The whole document, embedded below, is worth at least skimming through, as it’s pretty instrumental in looking at how the government is going to argue these sorts of cases moving forward. Ulbricht’s attorney says he was an ignorant landlord who had no idea what was happening on Silk Road, while the government points to the fact that Ulbricht allegedly took a cut of every transaction that happened on the site, claimed he was “captain of [the] ship” and was deeply involved in the operation of the site, regardless of whether he actually ever touched a drug or not.
“Ulbricht was not merely a ‘digital landlord.’ A mere landlord does not recruit drug dealers to sell on his premises, or control the terms on which they conduct business, or take a cut from their sales, or protect their activities from law enforcement,” Bharara wrote. “Nor were the drug dealers on Silk Road mere ‘tenants,’ whose criminal conduct Ulbricht unknowingly allowed or even knowingly tolerated. They were Ulbricht’s partners. They did business with his encouragement and approval, paid a commission to him on each sale, and relied on the protection of the anonymous marketplace he designed for this specific purpose. That is the stuff of conspiracy, not a mere landlord-tenant relationship.”
Bharara goes on to cite two court cases—United States v. Gatien, in which the owner of a nightclub was convicted for allowing and encouraging drug dealers to sell inside the club, and United States v. Willems, in which eight people were charged and convicted of conspiracy for operating an online drug ring in 2011.
Ulbricht’s attorney also suggests that the hacking conspiracy charge should be dropped because, although malware was sold on Silk Road, Ulbricht had no idea how it would be used.
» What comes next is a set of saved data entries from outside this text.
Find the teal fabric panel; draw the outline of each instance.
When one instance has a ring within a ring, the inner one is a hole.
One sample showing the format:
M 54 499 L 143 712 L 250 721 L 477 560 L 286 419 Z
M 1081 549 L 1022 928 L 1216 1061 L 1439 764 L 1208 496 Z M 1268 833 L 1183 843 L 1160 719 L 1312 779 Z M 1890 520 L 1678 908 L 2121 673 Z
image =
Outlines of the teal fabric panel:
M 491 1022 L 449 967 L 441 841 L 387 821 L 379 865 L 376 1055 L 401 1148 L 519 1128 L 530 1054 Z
To that, the government suggests that they have enough evidence up their sleeves to prove the charges at trial, but that even a cursory glance at the facts—Silk Road’s very nature was anonymous, there were software listings such as “Hack ANY Facebook Account,” “Email Account Cracker,” and “USB Password/File Stealer Pack—suggests the charges won't be dropped before trial.
At the same time, charging Ulbricht for the advertised (or purported, if you prefer) utility of vendors' hacking tools seems to be a stretch, and perhaps a concerning one. Convicting Ulbricht based on evidence that vendors were merely advertising illegal goods would be a more tenuous argument than if there was actual proof that Silk Road hacking vendors were delivering tools used for actual hacks, and it will be interesting to see how the court rules if the case does indeed go to trial.
Finally, Bharara says that Ulbricht and Dratel’s argument that bitcoins aren’t “funds” in the traditional sense and thus can’t be used for money laundering is off base. In the motion to dismiss, Dratel argues that the IRS doesn’t consider bitcoins to be “currency,” and so are exempt from money laundering statutes. Bharara says that’s not the case.
In United States v. Day, the defendant similarly argued that gold should not classified as “funds,” an argument the court threw out because it would “turn the transportation money laundering statute on its head, creating an odd safe harbor for criminals to transport and conceal their criminal proceeds where they engage in more deceit and concealment, not less.”
The statute used to charge Ulbricht, Bharara wrote, defines the words “funds” and “financial transaction” very broadly and a bitcoin transaction falls well within the definition of a financial transaction, which is “a transaction which in any way or degree affects interstate or foreign commerce involving the movement of funds by wire or other means.”
“The IRS Guidance addresses ‘only the US federal tax consequences’ of virtual currency transactions,” Bharara wrote, not the legal implications of them. “In short, bitcoins are not exempt from the money laundering laws.”
Sometime in the next couple weeks, a judge will decide on whether Ulbricht will get off the hook without a trial or accepting a plea deal, but given this latest document, I wouldn’t count on that happening.